According to the present invention, the focus formation in the above method is replaced by the following steps. After cells are cultured for a certain period and exposed to a test substance whose tumor-promoting activity is to be examined, the cells are cultured for about 36 to about 72 hours, after which RNA is extracted from the cells. Using a marker-gene as the target gene, the expression level of the marker-gene is determined and used as an index to detect a tumor promoter.

More specifically, instead of the following steps in a conventional transformation method using cultured cells for predicting carcinogenicity as a tumor promoter:

culturing cells for a specific period; exposing the cultured cells to a test substance whose tumor-promoting activity is to be examined; culturing the cells for about 20 days, and then staining the cells; and observing and counting the foci (cell clusters) formed in culture dishes,

the method of the present invention comprises the following steps:

culturing cells for a specific period; exposing the cultured cells to a test substance whose tumor-promoting activity is to be examined; culturing the cells for about 36 to about 72 hours, and then extracting RNA from the cells; and determining the expression level of a marker-gene as the target,

whereby the method of the present invention can detect tumor promoters at the gene expression levels.

(7) Test for Predicting Carcinogenicity as a Tumor Promoter

The conventional transformation assay using cultured cells requires about 20 days of culturing to form foci after exposing initiated cells to a test substance (a tumor promoter).

In contrast, when using the tumor promoter detection method of the present invention, a tumor promoter can be detected within about 3 to 4 days after exposure to a test substance (a tumor promoter).

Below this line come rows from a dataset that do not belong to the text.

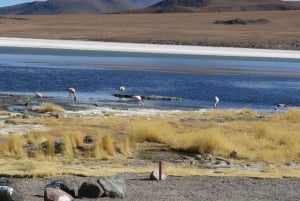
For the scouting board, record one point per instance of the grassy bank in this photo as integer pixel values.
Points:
(253, 136)
(282, 31)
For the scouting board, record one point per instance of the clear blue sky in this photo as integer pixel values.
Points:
(14, 2)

Thus, a test for predicting carcinogenicity as a tumor promoter can be performed within a short period of time.

The following method can be mentioned as an example of the method of the present invention:

• a test method for predicting the carcinogenicity of a test substance as a tumor promoter, the method comprising the steps of
• 1) bringing cultured BALB/c 3T3 cells into contact with a tumor initiator;
• 2) bringing the tumor initiator-contacted cells into contact with a test substance;
• 3) culturing the test substance-contacted cells for a specific period, and then extracting RNA;
• 4) subjecting the RNA extracted in step (3) to PCR using a primer or a set of primers as shown in Table 2, and determining the marker-gene expression levels in the test substance-contacted cells;
• 5) comparing the determined expression levels with the expression levels in control cells brought into contact with a test substance-free solvent; and
• 6) evaluating the test substance as a tumor promoter when (i) the sum of the marker-gene expression levels or (ii) the number of genes of the marker-gene expressed at high levels in the test substance-contacted cells is greater than that of the control, the marker-gene being a marker-gene of the present invention described above.

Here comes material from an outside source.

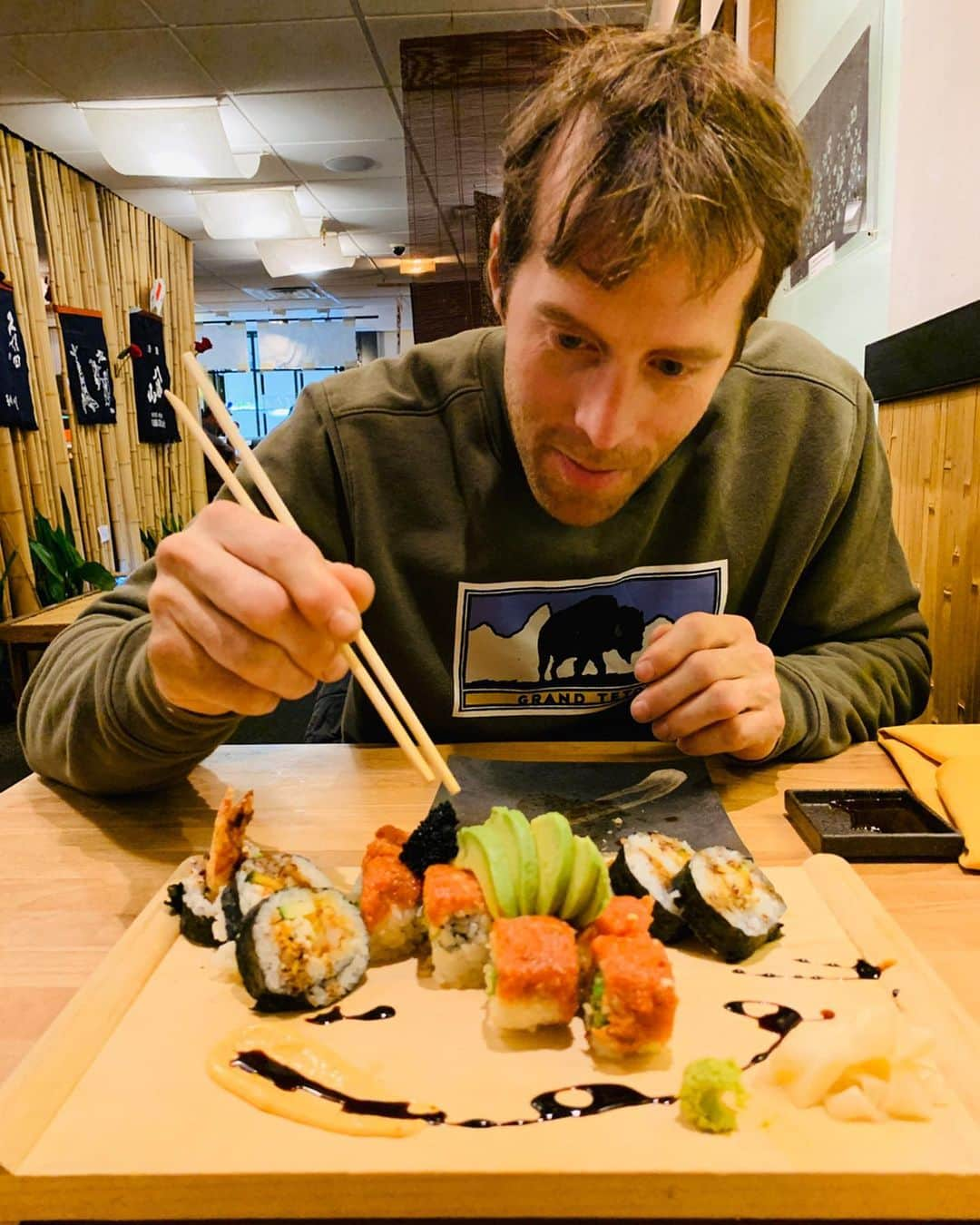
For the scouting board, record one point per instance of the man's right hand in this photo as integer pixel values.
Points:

Although any known tumor initiator can be used as the tumor initiator, MCA (3-methylcholanthrene) is typically used.

Although the cell-culturing period in step 3 can be suitably selected, the period is typically about 36 to about 72 hours.

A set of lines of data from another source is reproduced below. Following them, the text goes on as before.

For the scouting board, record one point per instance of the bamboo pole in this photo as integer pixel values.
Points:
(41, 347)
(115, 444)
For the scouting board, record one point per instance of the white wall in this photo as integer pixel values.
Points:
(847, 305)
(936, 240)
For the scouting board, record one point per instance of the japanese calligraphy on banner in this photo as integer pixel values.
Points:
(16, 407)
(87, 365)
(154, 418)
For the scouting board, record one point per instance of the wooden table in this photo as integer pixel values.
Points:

The PCR primer used for detecting the marker-gene in step 4 is not limited to those of the sequences shown in Table 2. Any other appropriately designed primer may also be used.

More specifically, the following procedures can be mentioned as an example of the steps of the method; however, the examples should not be construed as limitative of the present invention.

1) Cell Seeding (Day 0)

BALB/c 3T3 cells in the logarithmic growth phase are seeded into a predetermined number of culture dishes in an amount of 1.0×10⁴ cells per culture dish using MEM medium containing 10% FBS (hereinafter referred to as a test medium).

2) MCA Treatment (Day 1)

After culturing in a carbon dioxide incubator for 24 hours, MCA is added as a tumor initiator.

3) Medium Replacement (Day 4)

72 hours after the addition of MCA, the medium is aspirated from each culture dish, and replaced with 5 ml each of normal medium or DME/F12 medium containing ITES and 2% FBS (hereinafter referred to as a test medium).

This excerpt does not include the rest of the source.